It was found that out of the 81 eligible masses, 16 of them had a missing CA125, divided equally between benign and malignant. Moreover, when dividing the population by menopausal status, 6 were in the premenopausal group and 10 in the postmenopausal group. The ADNEX score was applied to 65 masses with available CA125 and resulted in 56% sensitivity, 81% specificity, 61% PPV, 77%NPV and 72% accuracy. Surprisingly, the sensitivity of the ADNEX model decreased slightly when using only masses with available CA125; for example in the total population the ADNEX sensitivity deceased from 62% to 56% and in the premenopausal group from 50% to 40% and lastly in the postmenopausal group from 66% to 62%. However, the specificity, PPV, NPV and the accuracy were similar to the ADNEX of all masses.

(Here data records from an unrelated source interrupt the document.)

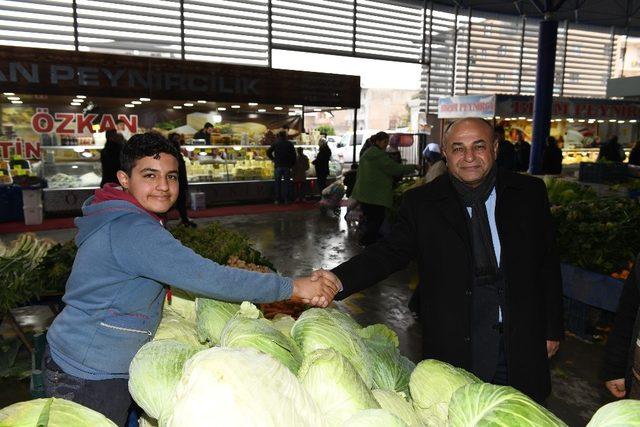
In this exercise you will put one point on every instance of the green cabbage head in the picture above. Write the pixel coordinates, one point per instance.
(243, 332)
(497, 406)
(241, 387)
(335, 386)
(374, 418)
(154, 374)
(397, 404)
(51, 412)
(621, 413)
(432, 384)
(211, 317)
(319, 328)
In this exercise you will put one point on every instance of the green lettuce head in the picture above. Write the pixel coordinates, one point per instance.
(482, 404)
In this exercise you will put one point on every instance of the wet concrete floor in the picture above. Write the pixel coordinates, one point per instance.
(299, 242)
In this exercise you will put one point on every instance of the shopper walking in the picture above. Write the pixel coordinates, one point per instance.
(552, 158)
(523, 152)
(110, 157)
(490, 289)
(374, 185)
(283, 154)
(634, 156)
(205, 133)
(321, 163)
(506, 151)
(611, 150)
(181, 205)
(300, 169)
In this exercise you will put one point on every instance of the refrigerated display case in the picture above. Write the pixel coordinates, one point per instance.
(224, 173)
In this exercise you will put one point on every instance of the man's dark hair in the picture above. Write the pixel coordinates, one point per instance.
(380, 136)
(150, 144)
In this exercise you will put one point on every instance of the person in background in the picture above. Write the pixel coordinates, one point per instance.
(374, 185)
(177, 141)
(523, 152)
(552, 158)
(634, 156)
(110, 156)
(321, 163)
(490, 288)
(612, 150)
(349, 179)
(300, 169)
(205, 133)
(123, 130)
(621, 370)
(506, 151)
(367, 144)
(115, 292)
(283, 154)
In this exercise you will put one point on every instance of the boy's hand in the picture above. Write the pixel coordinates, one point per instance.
(316, 291)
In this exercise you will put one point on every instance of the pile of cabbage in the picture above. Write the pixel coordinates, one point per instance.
(219, 363)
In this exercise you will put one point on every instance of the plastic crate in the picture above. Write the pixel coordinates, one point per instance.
(603, 172)
(10, 203)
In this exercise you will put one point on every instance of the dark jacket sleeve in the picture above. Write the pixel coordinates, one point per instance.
(621, 336)
(550, 273)
(383, 258)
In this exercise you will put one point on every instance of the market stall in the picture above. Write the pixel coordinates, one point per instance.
(579, 124)
(54, 113)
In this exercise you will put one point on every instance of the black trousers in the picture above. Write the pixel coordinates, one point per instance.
(109, 397)
(374, 217)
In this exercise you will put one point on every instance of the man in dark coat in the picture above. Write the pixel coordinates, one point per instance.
(490, 287)
(283, 154)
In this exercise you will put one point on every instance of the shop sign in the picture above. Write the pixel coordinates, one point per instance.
(79, 123)
(573, 108)
(23, 149)
(44, 71)
(466, 106)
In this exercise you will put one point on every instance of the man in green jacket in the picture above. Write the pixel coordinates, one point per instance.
(374, 185)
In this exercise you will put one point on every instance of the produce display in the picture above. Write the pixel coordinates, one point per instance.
(51, 412)
(316, 371)
(18, 264)
(600, 235)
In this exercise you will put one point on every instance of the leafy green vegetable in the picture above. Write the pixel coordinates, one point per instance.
(51, 412)
(241, 387)
(397, 404)
(493, 405)
(259, 333)
(335, 386)
(320, 328)
(621, 413)
(211, 317)
(154, 374)
(375, 418)
(432, 384)
(601, 235)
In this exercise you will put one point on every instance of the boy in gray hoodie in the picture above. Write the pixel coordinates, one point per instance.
(115, 292)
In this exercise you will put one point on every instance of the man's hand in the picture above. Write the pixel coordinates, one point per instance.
(616, 387)
(327, 275)
(316, 291)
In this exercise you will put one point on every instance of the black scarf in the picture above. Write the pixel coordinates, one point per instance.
(484, 256)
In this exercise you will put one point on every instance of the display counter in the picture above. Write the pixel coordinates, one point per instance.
(224, 173)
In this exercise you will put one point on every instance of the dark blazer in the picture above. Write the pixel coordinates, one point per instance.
(432, 230)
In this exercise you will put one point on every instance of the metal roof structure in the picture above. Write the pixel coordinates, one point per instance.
(623, 15)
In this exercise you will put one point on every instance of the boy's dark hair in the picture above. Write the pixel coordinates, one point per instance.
(150, 144)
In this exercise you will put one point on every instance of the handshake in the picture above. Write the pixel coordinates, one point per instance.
(318, 290)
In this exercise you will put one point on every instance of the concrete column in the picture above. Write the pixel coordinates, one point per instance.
(544, 91)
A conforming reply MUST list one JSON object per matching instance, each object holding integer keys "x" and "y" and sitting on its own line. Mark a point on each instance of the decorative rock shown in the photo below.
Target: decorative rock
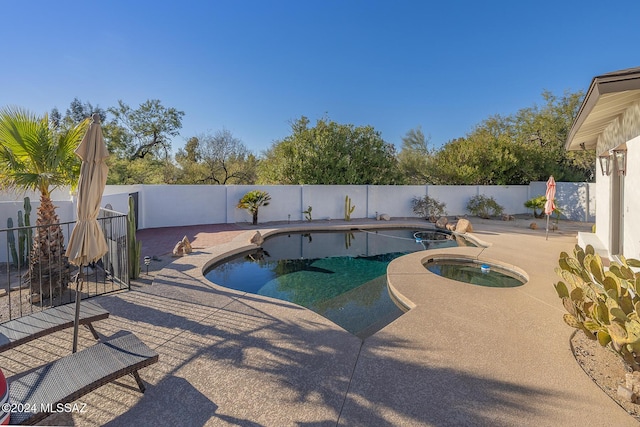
{"x": 633, "y": 383}
{"x": 464, "y": 226}
{"x": 187, "y": 245}
{"x": 178, "y": 249}
{"x": 257, "y": 239}
{"x": 442, "y": 222}
{"x": 626, "y": 394}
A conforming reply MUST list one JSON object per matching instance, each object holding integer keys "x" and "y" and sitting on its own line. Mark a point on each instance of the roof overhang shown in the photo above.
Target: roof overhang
{"x": 608, "y": 97}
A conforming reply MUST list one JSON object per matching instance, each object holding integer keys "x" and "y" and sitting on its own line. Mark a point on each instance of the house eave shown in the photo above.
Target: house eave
{"x": 608, "y": 97}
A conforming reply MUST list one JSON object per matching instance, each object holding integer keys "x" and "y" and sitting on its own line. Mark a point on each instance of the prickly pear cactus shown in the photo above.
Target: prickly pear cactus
{"x": 603, "y": 303}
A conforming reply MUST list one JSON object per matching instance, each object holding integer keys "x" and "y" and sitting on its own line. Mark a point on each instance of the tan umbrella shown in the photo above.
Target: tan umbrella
{"x": 87, "y": 243}
{"x": 549, "y": 205}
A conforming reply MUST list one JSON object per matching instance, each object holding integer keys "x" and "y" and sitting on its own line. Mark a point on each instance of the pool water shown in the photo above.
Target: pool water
{"x": 339, "y": 275}
{"x": 475, "y": 273}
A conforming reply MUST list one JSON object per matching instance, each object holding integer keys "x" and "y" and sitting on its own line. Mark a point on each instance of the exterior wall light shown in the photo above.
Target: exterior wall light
{"x": 620, "y": 157}
{"x": 605, "y": 161}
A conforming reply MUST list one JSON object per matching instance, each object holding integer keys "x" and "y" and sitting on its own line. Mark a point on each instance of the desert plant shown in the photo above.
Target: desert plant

In order to improve the diagnostic performance, the two texture analysis features were combined [27]. Here the same threshold values were used together to assess the diagnostic performance of the GLCM and the wavelet combined. Therefore 245 was used as threshold value for the GLCM and 17191 for the wavelet simultaneously to indicate risk of malignancy. Results for the three groups are summarised in Table 5.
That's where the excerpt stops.